The agreement by medical schemes to participate in the Department of Health’s Essential Medicine List (EDL) programme and introduce these medicines into their own formularies have heralded in a new era in the relationship between government and private healthcare funders.

According to Gavin Steel, Chief Director: Sector-wide Procurement in the Department of Health, it is a development that is expected to not only reduce the cost of medicines and address issues around safety and efficiency, but also result in a seamless transition to the way medicines will be prescribed in an National Health Insurance (NHI) system.

Speaking at the 15th annual Board of Healthcare Funders’ (BHF) Southern African Conference in Durban, Steel said it will contribute to the improvement of transparency in the creation of schemes’ formularies and the management of conflicts of interest.

Explaining the rigorous process followed in selecting medicines for the EDL, he indicated that the involvement of medical schemes will refute the misconception that government ‘puts cheap or ineffective’ medicine onto this list.
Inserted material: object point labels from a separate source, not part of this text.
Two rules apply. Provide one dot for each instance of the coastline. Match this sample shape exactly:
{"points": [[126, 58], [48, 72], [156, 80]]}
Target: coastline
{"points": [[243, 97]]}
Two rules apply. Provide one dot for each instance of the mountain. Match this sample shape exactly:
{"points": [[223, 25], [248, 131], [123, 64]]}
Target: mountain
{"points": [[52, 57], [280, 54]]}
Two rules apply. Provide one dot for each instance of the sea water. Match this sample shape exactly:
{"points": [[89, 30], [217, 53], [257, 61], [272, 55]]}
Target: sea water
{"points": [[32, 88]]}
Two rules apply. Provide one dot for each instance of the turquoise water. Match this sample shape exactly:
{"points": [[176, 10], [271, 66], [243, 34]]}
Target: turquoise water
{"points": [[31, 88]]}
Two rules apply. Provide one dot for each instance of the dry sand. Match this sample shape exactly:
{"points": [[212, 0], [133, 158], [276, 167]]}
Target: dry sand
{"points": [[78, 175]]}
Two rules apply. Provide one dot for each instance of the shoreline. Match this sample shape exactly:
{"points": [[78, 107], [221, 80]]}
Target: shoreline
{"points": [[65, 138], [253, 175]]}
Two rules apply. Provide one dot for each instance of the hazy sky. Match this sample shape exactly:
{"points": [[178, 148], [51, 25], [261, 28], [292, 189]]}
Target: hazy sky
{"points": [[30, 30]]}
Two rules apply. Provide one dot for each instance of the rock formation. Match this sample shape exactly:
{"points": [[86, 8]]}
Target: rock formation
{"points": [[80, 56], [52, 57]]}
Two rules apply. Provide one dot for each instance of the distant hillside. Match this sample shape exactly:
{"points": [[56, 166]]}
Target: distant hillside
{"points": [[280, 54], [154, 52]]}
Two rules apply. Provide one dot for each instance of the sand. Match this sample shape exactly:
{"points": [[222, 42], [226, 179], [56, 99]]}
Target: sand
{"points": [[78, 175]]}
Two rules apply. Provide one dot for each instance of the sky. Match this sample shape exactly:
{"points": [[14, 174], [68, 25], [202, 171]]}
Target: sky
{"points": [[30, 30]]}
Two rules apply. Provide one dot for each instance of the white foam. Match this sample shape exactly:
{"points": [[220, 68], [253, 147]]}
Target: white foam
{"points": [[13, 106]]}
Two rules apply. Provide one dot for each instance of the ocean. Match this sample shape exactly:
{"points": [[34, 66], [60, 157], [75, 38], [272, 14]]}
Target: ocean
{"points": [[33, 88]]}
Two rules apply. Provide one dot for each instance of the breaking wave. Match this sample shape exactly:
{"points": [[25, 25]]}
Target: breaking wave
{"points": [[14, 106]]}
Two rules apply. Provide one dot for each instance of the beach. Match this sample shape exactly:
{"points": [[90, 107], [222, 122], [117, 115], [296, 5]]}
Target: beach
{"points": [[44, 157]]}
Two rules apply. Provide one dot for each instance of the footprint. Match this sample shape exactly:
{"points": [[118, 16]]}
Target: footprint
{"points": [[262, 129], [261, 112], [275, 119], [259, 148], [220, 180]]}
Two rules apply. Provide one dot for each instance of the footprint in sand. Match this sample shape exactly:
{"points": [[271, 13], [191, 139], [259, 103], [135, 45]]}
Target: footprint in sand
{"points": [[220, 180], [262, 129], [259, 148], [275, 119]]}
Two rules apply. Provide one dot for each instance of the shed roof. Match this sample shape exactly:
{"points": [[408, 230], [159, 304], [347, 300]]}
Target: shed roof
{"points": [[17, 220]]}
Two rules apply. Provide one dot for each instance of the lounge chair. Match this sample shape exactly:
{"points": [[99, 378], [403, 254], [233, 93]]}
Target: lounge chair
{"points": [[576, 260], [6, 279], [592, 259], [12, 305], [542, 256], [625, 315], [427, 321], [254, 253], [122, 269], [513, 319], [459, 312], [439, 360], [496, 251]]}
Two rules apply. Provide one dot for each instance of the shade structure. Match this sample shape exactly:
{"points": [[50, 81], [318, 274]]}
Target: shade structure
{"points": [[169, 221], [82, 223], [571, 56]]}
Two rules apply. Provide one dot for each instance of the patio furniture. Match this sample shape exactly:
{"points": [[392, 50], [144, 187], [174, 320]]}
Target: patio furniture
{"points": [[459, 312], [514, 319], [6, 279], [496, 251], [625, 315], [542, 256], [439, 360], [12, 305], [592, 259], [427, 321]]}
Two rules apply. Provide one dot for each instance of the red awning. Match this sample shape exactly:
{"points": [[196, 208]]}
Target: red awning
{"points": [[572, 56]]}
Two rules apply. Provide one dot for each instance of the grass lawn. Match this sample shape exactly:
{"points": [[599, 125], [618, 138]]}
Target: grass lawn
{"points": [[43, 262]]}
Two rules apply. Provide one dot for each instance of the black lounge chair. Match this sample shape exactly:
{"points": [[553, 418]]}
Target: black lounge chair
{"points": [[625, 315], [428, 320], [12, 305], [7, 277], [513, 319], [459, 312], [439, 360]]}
Through this partnership, experts from medical schemes will be part of the technical sub-committees and the National EDL Committee responsible for evaluating and reviewing the safety and effectiveness of medicines, as well as the drafting of Standard Treatment Guidelines.

Medical schemes, however, will not be compelled to implement the list as part of their formularies but will be free to make their own decisions.

“Even if schemes choose not to include these medicines, it is important that we evaluate and review medicine from the same evidence base,” Steel said.

He also stressed that cost is only considered once the effectiveness and the value of the medications have been determined.

Steel said cooperation between the two sectors is expected to reduce the influence of big pharmaceutical companies in the selection of drugs recommended in medical schemes’ formularies.

“The decisions taken by the expert committees involved in the evaluation process are done on a holistic perspective based on extensive reviews of meta-analyses of large randomised, good quality clinical trial data, as opposed to only the latest trial,” he said.

Cooperation between government and the private funding industry is expected to also address attempts by some pharmaceutical companies to create discord between the two sectors, as part of their marketing strategies.

Draft legislation aimed at outlawing inducements, such as data fees in the pharmaceutical industry, was published last week. Steel said evidence of these practices was seen throughout the value chain, involving the prescribers and dispensers of medicines, medical schemes and pharmaceutical logistic services – with pharmaceutical companies spending between R500m to R3.8bn on obtaining this information.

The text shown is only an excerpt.